Mobilization and teamwork
Several steps were key to the members’ victories:
- Mobilized members – Members were informed, mobilized, and engaged in the process of pressuring hospital management and aiding their teams at the table. Many of the locals held big informational picket lines with hundreds of members and supporters. At some hospitals, fliers were given to community members explaining why the nurses were picketing. As negotiations intensified, new creative approaches included workplace leaders developing text-message lists to keep large groups of members simultaneously updated on actions and bargaining.
- Unprecedented teamwork – Communication between local bargaining units was encouraged and flourished. Instead of relying on second-hand information, leaders of bargaining teams were constantly in touch with each other, discussing the relative merits and flaws of proposals that management was trying to coordinate at the various bargaining sessions. This new level of cooperation ensured that each team could function with the best information to benefit its members.
- New coordination – High levels of staff and leader coordination were encouraged and productive. Two of the union’s top staff leaders – Nancy Kaleda, Economic and General Welfare Program director, and Julie Pinkham, interim executive director – were in constant contact with the teams and staff assigned to each crucial contract, as well as with researchers assisting with negotiations. This hands-on approach assured coordination of our advocacy at the table and outside of bargaining.
- Public outreach – NYSNA helped tell the nurses’ stories to the public through paid and free media. Union leaders and staff collaborated to ensure the highest possible level of media coverage and public attention was given to the nurses’ efforts. Among the paid media, three ads appeared in The New York Times advocating for the nurses at critical stages in bargaining. A 60-second radio advertisement – featuring the voice of a rank-and-file Montefiore nurse – received wide coverage when it ran on several major New York City stations. Three bus shelters (where nurses and residents congregate every day) outside Montefiore carried the local's message that those nurses were standing up against the “One-Percenters” to win what the nurses, their patients and their families need.
The high level of member activity and interest in a possible nurses’ strike provoked a high level of media coverage, including The New York Times, Wall Street Journal and most NYC-area radio and television stations. Nurse leaders were given the chance to tell their members’ stories to members of the press, and those efforts put more pressure on the employers to settle.

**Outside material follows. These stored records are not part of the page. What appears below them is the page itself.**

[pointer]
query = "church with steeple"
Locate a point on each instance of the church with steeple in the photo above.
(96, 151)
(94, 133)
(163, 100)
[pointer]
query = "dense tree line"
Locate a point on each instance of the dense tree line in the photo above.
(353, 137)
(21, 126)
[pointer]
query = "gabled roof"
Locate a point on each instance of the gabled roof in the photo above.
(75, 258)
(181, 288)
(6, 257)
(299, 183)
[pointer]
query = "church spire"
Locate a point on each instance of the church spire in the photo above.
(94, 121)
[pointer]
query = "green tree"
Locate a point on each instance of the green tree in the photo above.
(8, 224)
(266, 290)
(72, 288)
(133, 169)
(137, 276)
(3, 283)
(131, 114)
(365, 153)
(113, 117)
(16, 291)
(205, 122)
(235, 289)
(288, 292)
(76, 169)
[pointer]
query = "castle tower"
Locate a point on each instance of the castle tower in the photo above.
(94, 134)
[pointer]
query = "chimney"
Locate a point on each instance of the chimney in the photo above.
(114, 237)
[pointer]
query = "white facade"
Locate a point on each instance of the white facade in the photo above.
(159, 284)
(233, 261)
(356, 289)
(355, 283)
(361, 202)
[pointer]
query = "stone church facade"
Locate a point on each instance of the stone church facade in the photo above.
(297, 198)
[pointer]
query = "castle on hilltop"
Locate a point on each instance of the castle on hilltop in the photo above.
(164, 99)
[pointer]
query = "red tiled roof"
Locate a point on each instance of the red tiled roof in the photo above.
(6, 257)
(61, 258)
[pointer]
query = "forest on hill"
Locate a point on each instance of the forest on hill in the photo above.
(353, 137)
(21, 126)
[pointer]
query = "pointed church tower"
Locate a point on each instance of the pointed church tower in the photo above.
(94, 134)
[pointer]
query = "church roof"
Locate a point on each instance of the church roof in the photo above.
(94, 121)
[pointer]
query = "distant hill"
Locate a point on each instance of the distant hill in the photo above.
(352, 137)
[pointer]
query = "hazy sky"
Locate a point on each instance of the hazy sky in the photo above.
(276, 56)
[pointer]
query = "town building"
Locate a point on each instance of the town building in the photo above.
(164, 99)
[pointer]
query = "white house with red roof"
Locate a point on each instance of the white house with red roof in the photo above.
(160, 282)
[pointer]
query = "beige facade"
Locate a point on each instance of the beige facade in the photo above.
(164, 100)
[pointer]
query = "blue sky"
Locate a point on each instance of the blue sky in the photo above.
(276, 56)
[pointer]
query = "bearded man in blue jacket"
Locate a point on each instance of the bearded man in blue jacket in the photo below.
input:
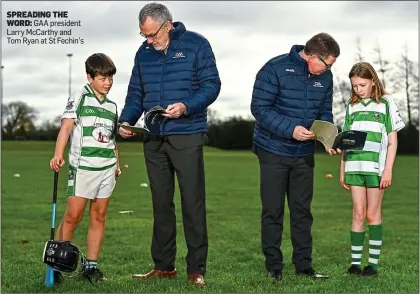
(290, 92)
(176, 69)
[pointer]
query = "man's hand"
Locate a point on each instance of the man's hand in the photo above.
(333, 152)
(125, 133)
(56, 163)
(386, 180)
(175, 110)
(302, 134)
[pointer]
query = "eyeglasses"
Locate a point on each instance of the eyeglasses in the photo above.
(327, 66)
(152, 36)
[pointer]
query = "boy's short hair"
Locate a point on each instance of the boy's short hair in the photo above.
(100, 64)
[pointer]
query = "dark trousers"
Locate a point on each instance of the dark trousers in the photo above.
(183, 155)
(293, 177)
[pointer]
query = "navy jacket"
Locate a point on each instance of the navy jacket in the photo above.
(187, 74)
(285, 95)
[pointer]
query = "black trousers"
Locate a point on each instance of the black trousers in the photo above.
(293, 177)
(183, 155)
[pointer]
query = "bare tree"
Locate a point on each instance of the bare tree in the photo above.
(383, 66)
(359, 55)
(342, 92)
(406, 81)
(18, 118)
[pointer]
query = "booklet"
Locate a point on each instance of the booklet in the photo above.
(152, 121)
(327, 134)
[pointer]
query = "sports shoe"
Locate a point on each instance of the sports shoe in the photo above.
(58, 278)
(369, 271)
(94, 275)
(354, 270)
(275, 275)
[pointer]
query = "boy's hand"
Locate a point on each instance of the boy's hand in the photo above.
(302, 134)
(56, 163)
(125, 133)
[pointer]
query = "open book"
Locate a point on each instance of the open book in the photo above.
(327, 134)
(152, 121)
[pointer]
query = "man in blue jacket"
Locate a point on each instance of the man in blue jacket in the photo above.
(175, 69)
(290, 92)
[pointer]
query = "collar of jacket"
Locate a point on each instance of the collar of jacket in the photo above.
(175, 33)
(294, 53)
(179, 29)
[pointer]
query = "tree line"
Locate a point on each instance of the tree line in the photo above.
(399, 77)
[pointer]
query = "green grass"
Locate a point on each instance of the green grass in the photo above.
(235, 260)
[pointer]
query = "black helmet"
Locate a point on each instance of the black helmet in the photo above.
(62, 255)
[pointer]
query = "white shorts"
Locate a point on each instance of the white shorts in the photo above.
(91, 184)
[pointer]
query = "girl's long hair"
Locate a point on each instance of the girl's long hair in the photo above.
(366, 71)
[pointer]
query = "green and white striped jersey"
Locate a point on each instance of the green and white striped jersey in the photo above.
(378, 120)
(92, 140)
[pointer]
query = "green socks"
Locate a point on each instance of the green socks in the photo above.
(375, 244)
(357, 239)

- Member unity – Nurses used the threat of a strike judiciously in bargaining as a way to stress the urgency of the members’ needs to the management they faced across the table. Members in each hospital overwhelmingly approved a strike vote, and when talks stalled at Montefiore and St. Luke’s-Roosevelt, both teams delivered strike notices to management, creating a new focus and urgency for managers to settle the talks.
The next battles
These major campaigns for good contracts sets the stage for NYSNA’s next big fight – winning quality agreements for NYSNA members who work in public-sector hospitals.
These members face the pain and struggle of public hospital underfunding every day, as they work in understaffed and overcrowded conditions, treating many New Yorkers with limited health care options and high rates of poverty.
Public-sector locals facing intense bargaining dot the map of the Empire State, from Manhattan to Massena. They include:
- The 8,800 nurses of New York City’s Health and Hospitals Corporation and several city agencies, whose contract expired Jan. 20, 2010.
- The 1,500 nurses at the Westchester Medical Center, whose contract expired March 31, 2011, and who are also fighting layoffs.
- The 80 nurses at Massena Memorial, a municipal hospital near the Canadian Border, whose contract expired Dec. 31, 2011.
Using the lessons learned in the 2011 contract fights and every political outlet available to public employees, these NYSNA members are gearing up to make some history of their own in the coming year.